Dossier Emanuela Orlandi: si riaccende l’enigma mai risolto
A distanza di 34 anni dalla scomparsa di Emanuela Orlandi, la giovane cittadina vaticana svanita nel nulla il 22 giugno 1983, si apre un nuovo capitolo sull’enigma mai risolto: un nuovo dossier rivela che il Vaticano ha speso oltre 483 milioni di lire per l’allontanamento della ragazza.
Si riaccende l’interesse per l’intricata vicenda della scomparsa della giovane, figlia di un commesso pontificio, che per più di trenta anni ha messo in gioco piste internazionali, servizi segreti, rivelazioni e ritrattazioni all’ombra del Vaticano. Il nuovo dossier, venuto in possesso del giornalista Emiliano Fittipaldi, sintetizza gli esborsi sostenuti dal Vaticano dal 1983 al 1997. La somma totale investita nella vicenda Orlandi è ingente: oltre 483 milioni, quasi mezzo miliardo di lire. Oltre 483 milioni di lire spesi dal Vaticano per il suo allontanamento.“Documentazione falsa e ridicola”, dichiara il portavoce del Vaticano.

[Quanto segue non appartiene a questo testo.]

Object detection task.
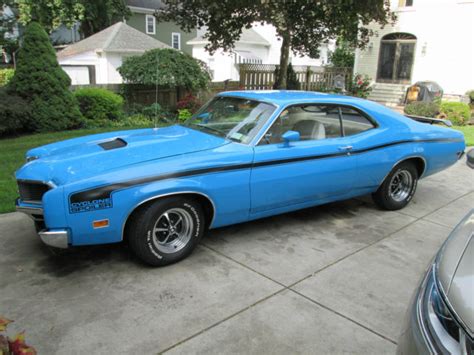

La notizia dell’esistenza di questo dossier pubblicata dal Corriere della sera è il cuore dell’ultimo libro del giornalista dell’Espresso, Emiliano Fittipaldi. Leggendo il resoconto e seguendo le tracce delle uscite della nota, che l’estensore attribuisce al cardinale Lorenzo Antonetti, sembra che il Vaticano abbia trovato la piccola rapita chissà da chi, e che abbia deciso di “trasferirla” in Inghilterra, a Londra, in ostelli femminili. Per 14 anni le avrebbe pagato “rette, vitto e alloggio”, “spese mediche”, “spostamenti”. Almeno fino al 1997, quando l’ultima voce parla di un ultimo trasferimento in Vaticano e “il disbrigo delle pratiche finali”.
Il Corriere della Sera, il più autorevole quotidiano del Paese, seguito dall’Espresso-Repubblica, quotidiano di Arrigo De Benedetti e di Scalfari ha lanciato la notizia che rivanga dopo 34 anni la storia di Emanuela Orlandi, imbastita col filo bianco che ha di mira il Vaticano.
Non fu proprio il Corriere della Sera il 24 giugno 2008 ad imbastire il complotto su Emanuela Orlandi dopo 25 anni dalla scomparsa della ragazzina quindicenne familiare con Papa Giovanni Paolo II, con l’articolo dal titolo “Emanuela Orlandi rapita per ordine di Marcinkus”. Allora la notizia data dal Corriere della Sera uscì in simultanea con una trasmissione di Rai3 “Chi l’ha visto?” che ricicciava la stessa storia e la stessa testimonianza di Sabrina Minardi, la ex “bambola” della Magliana, la donna del boss Renatino De Pedis, con le sue memorie scucite dopo 25 anni.
Certo è che sul caso enigmatico di Emanuela Orlandi è stato detto quanto e di più. Che Emanuela Orlandi è stata rapita come “avvertimento” al Papa, che stava indagando in direzioni sgradite sull’attentato di cui era stato vittima, per mano di Ali Agca. Che Emanuela Orlandi è stata uccisa da un cardinale e che le ossa della ragazzina erano state nascoste nella tomba del boss De Pedis, capo della Banda della Magliana misteriosamente seppellito in Sant’Apollinare.
Che il coinvolgimento della Banda della Magliana, interessata a ricattare il Vaticano per recuperare il denaro investito nel Banco Ambrosiano, come il tentato omicidio di Giovanni Paolo II operato presumibilmente da Gladio rientrerebbero nelle direttive massoniche date ai vescovi fedeli per distruggere la Chiesa in linea con il piano della giudaizzazione della Chiesa in atto dal Risorgimento, accompagnato da un’azione diplomatica a livello internazionale per screditarla e dall’infiltrazione massonica nella Chiesa. A chi conviene allora come oggi rivangare il caso di Emanuela Orlandi? Cui prodest?